New York: Women, especially those after menopause, not sleeping adequately may be at risk of diabetes, according to a study.
The findings led by Columbia University researchers found that sleep loss of 90 minutes for six weeks increased fasting insulin levels by over 12 per cent overall.
The effect was even more pronounced in postmenopausal women — more than 15 per cent.
The recommended amount of sleep for optimal health is between seven and nine hours per night.
The study, published in the journal Diabetes Care, is the first to show that a mild sleep deficit, maintained for six weeks, causes changes in the body that raises the risk of developing diabetes in women. Poor sleep is known to have a greater impact on women’s cardiometabolic health than men’s.
“Throughout their lifespan, women face many changes in their sleep habits due to childbearing, child-rearing, and menopause,” said Marie-Pierre St-Onge, Associate Professor of nutritional medicine at the varsity’s Vagelos College of Physicians and Surgeons.
“And more women than men have the perception they aren’t getting enough sleep.”
For the study, the researchers enrolled 38 healthy women, including 11 postmenopausal women, who routinely slept at least seven hours each night.
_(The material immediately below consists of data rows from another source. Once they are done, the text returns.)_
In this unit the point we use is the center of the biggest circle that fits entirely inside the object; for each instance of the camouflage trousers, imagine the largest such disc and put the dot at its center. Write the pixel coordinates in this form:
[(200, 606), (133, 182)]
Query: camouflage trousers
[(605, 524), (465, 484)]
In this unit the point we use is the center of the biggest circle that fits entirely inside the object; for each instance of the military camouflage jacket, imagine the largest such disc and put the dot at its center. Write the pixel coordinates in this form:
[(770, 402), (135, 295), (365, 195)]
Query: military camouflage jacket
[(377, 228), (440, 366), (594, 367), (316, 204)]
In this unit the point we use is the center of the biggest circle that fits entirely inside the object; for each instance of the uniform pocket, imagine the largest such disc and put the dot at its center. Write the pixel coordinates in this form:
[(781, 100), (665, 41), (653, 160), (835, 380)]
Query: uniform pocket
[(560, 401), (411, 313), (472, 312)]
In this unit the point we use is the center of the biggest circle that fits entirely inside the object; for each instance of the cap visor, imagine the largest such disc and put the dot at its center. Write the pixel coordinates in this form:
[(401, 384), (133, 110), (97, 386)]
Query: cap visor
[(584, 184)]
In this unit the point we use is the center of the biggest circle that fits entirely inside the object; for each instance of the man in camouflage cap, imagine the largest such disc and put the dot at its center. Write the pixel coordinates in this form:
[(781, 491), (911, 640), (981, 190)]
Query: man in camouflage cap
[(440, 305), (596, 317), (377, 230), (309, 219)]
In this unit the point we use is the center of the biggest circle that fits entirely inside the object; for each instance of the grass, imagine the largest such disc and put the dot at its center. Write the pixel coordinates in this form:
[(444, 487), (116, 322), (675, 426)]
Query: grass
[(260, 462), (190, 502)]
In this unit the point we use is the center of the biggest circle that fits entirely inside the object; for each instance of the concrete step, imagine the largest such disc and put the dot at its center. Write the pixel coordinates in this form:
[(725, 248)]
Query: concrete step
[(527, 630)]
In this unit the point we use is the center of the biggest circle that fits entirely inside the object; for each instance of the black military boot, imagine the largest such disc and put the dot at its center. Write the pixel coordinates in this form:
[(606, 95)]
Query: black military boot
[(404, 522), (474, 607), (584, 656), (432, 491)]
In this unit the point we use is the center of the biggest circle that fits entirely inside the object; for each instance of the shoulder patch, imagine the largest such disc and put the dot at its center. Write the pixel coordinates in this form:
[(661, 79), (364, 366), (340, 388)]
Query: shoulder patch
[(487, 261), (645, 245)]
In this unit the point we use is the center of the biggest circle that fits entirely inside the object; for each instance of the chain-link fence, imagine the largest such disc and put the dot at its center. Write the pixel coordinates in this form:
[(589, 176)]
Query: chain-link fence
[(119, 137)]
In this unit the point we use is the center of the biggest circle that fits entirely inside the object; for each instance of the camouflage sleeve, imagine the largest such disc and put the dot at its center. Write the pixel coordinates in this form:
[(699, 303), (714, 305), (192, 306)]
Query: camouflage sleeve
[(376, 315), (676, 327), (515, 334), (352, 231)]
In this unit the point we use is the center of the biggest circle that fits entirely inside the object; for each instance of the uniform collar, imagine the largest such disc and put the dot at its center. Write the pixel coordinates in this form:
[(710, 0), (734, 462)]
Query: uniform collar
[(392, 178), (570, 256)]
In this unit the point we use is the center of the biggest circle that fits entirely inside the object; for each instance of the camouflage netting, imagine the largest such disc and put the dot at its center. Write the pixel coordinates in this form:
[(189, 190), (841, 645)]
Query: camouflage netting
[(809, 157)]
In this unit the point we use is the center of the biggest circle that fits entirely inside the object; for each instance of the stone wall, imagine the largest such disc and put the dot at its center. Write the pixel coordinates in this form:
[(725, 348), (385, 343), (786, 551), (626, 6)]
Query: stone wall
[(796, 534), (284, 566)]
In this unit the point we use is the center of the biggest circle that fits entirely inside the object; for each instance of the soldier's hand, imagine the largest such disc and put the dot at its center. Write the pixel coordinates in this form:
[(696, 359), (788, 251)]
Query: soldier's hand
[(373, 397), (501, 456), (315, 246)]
In the study, the participants underwent two study phases in random order. In one phase, they were asked to maintain their adequate sleep; in the other, they were asked to delay their bedtime for an hour and a half, shortening their total sleep time to around six hours.
Each of these phases lasted for six weeks.
Insulin resistance increased by nearly 15 per cent overall and by more than 20 per cent among postmenopausal women. Average blood sugar levels remained stable for all participants throughout the study.
“Over a longer period of time, ongoing stress on insulin-producing cells could cause them to fail, eventually leading to type 2 diabetes,” St-Onge said.
Although increased abdominal fat is a key driver of insulin resistance, the researchers found that the effects of sleep loss on insulin resistance were not due to increases in fat.
“The fact that we saw these results independent of any changes in body fat, which is a known risk factor for type 2 diabetes, speaks to the impact of mild sleep reduction on insulin-producing cells and metabolism,” St-Onge said.